日本の敗戦から75回目の夏。無謀な戦争は、大都市や軍事関連施設への空襲、沖縄における壮絶な地上戦、広島・長崎への原爆投下により、多くの市井の人々を含む310万人以上の犠牲を生んだ。あれから75年が経ち、日本の総人口に戦後生まれが占める割合はついに85%となった。多くの日本人が「平和な時代」しか経験していないという状況で、既に戦争は「昔話」になりつつある。しかし、愚かな戦争がもたらした被害は、まだまだ終わっていない。

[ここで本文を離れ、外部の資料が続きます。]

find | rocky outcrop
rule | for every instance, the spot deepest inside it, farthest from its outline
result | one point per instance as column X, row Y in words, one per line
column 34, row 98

その典型的なものが、広島・長崎の原爆被害であろう。膨大な核エネルギーの放出でもたらされた爆発は、両市を合わせて21万人余りの命を一瞬にして奪ったとされる。犠牲者の多くは一般市民であった。原爆の恐ろしさは、最初の爆発だけではなかった。まき散らされた放射能を浴びた人々は「原爆病」を患い、次々と命を落としていった。原爆忌に奉納される原爆死没者名簿に記載された人数は今年、広島市で32万4129人、長崎市で18万5982人に及んだ。そして、被爆者健康手帳を所持する人々が、全国に14万5844人もいるのである。

だが、これらの数字はあくまでも「公式」のものであり、原爆投下直後の死者数は推計に過ぎない。実際に原爆の被害に遭いながら、「被爆者」と認定されずに補償も受けられずに75年間を過ごしてきた人々もいた。そのことを改めて突きつけたのが、いわゆる「黒い雨訴訟」である。